Consider a trie (prefix tree) created over a list of words:
tr = trie_create_by_split( ["bar", "bark", "bars", "balm", "cert", "cell"] )
trie_form(tr)
TRIEROOT => 6.0
├─b => 4.0
│ └─a => 4.0
│ ├─r => 3.0
│ │ └─k => 1.0
│ │ └─s => 1.0
│ └─l => 1.0
│ └─m => 1.0
└─c => 2.0
└─e => 2.0
├─r => 1.0
│ └─t => 1.0
└─l => 1.0
└─l => 1.0
Here we convert the trie with frequencies above into a trie with probabilities:
ptr = trie_node_probabilities( tr )
trie_form(ptr)
TRIEROOT => 1.0
├─b => 0.6666666666666666
│ └─a => 1.0
│ ├─r => 0.75
│ │ ├─k => 0.3333333333333333
│ │ └─s => 0.3333333333333333
│ └─l => 0.25
│ └─m => 1.0
└─c => 0.3333333333333333
└─e => 1.0
├─r => 0.5
│ └─t => 1.0
└─l => 0.5
└─l => 1.0
Shrinking
Here we shrink the trie with probabilities above:
trie_form(trie_shrink(ptr))
TRIEROOT => 1.0
└─ba => 1.0
└─r => 0.75
└─k => 0.3333333333333333
└─s => 0.3333333333333333
└─lm => 1.0
└─ce => 1.0
└─rt => 1.0
└─ll => 1.0
Here we shrink the frequencies trie using a separator:
trie_form(trie_shrink(tr, sep="~"))
TRIEROOT => 6.0
└─b~a => 4.0
└─r => 3.0
└─k => 1.0
└─s => 1.0
└─l~m => 1.0
└─c~e => 2.0
└─r~t => 1.0
└─l~l => 1.0
Retrieval and sub-tries
Here we retrieve a sub-trie with a key:
trie_form(trie_sub_trie(tr, list("bar")))
r => 3.0
└─k => 1.0
└─s => 1.0
Classification
Create a trie:
words = [*(["bar"] * 6), *(["bark"] * 3), *(["bare"] * 2), *(["cam"] * 3), "came", *(["camelia"] * 4)]

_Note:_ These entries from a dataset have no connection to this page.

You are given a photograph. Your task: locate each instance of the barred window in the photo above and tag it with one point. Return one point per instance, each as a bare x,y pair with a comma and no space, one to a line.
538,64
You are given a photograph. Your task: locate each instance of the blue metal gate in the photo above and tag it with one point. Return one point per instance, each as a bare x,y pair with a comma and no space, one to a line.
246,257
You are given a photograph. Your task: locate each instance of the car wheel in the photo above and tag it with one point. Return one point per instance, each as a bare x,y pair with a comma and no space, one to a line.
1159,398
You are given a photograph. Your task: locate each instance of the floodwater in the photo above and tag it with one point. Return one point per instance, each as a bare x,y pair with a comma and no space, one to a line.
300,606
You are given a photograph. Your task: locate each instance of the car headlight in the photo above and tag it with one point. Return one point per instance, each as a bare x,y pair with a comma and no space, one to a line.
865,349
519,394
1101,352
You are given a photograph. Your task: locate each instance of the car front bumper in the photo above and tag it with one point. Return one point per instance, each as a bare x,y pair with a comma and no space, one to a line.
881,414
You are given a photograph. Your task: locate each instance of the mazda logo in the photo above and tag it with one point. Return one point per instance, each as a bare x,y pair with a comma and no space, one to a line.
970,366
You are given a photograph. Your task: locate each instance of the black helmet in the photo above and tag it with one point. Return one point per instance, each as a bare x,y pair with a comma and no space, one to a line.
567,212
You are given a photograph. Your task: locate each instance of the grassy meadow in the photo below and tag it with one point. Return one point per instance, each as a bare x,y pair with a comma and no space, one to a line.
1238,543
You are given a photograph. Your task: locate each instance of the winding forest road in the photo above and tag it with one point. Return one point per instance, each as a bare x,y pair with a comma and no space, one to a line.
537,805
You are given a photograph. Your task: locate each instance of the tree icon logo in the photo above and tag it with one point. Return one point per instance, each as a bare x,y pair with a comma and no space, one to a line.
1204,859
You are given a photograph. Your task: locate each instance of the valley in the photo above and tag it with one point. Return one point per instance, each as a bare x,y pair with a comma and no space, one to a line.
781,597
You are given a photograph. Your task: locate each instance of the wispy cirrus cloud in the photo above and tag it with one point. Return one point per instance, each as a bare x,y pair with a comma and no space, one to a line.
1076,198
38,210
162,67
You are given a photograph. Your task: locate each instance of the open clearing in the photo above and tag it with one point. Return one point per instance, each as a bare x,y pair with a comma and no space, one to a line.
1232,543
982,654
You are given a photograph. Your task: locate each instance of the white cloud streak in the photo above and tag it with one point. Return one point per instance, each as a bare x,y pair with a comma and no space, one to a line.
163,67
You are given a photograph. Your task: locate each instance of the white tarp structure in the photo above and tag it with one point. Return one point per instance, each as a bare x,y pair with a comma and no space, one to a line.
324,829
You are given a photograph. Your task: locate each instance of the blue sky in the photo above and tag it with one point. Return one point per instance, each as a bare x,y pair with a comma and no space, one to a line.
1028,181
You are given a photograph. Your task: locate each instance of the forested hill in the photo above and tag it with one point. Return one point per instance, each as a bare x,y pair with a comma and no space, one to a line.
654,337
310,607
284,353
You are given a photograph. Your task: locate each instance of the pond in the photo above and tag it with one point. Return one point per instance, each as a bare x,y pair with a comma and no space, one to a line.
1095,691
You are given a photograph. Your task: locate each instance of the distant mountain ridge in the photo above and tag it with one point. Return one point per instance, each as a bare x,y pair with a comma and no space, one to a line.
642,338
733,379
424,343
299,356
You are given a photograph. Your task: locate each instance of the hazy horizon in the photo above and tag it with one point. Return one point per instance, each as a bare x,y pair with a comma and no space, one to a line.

tr = trie_create_by_split(words)
tr = trie_node_probabilities(tr)
Show node counts:
trie_node_counts(tr)
{'total': 13, 'internal': 10, 'leaves': 3}
Show the trie form:
trie_form(tr)
TRIEROOT => 1.0
├─b => 0.5789473684210527
│ └─a => 1.0
│ └─r => 1.0
│ ├─k => 0.2727272727272727
│ └─e => 0.18181818181818182
└─c => 0.42105263157894735
└─a => 1.0
└─m => 1.0
└─e => 0.625
└─l => 0.8
└─i => 1.0
└─a => 1.0
Classify with the letters of the word \”cam\”:
trie_classify(tr, list("cam"), prop="Probabilities")
{'a': 0.5, 'm': 0.375, 'e': 0.12499999999999997}
References
Articles
[AA1] Anton Antonov, “Tries with frequencies for data mining”, (2013), MathematicaForPrediction at WordPress.
[AA2] Anton Antonov, “Removal of sub-trees in tries”, (2013), MathematicaForPrediction at WordPress.
[AA3] Anton Antonov, “Tries with frequencies in Java” (2017), MathematicaForPrediction at WordPress. GitHub Markdown.
[WK1] Wikipedia entry, Trie.
Packages
[AAp1] Anton Antonov, Tries with frequencies Mathematica Version 9.0 package, (2013), MathematicaForPrediction at GitHub.
[AAp2] Anton Antonov, Tries with frequencies Mathematica package, (2013-2018), MathematicaForPrediction at GitHub.
[AAp3] Anton Antonov, Tries with frequencies in Java, (2017), MathematicaForPrediction at GitHub.
[AAp4] Anton Antonov, Java tries with frequencies Mathematica package, (2017), MathematicaForPrediction at GitHub.
[AAp5] Anton Antonov, Java tries with frequencies Mathematica unit tests, (2017), MathematicaForPrediction at GitHub.
[AAp6] Anton Antonov, ML::TriesWithFrequencies Raku package, (2021), GitHub/antononcube.
Videos
[AAv1] Anton Antonov, “Prefix Trees with Frequencies for Data Analysis and Machine Learning”, (2017), Wolfram Technology Conference 2017, Wolfram channel at YouTube.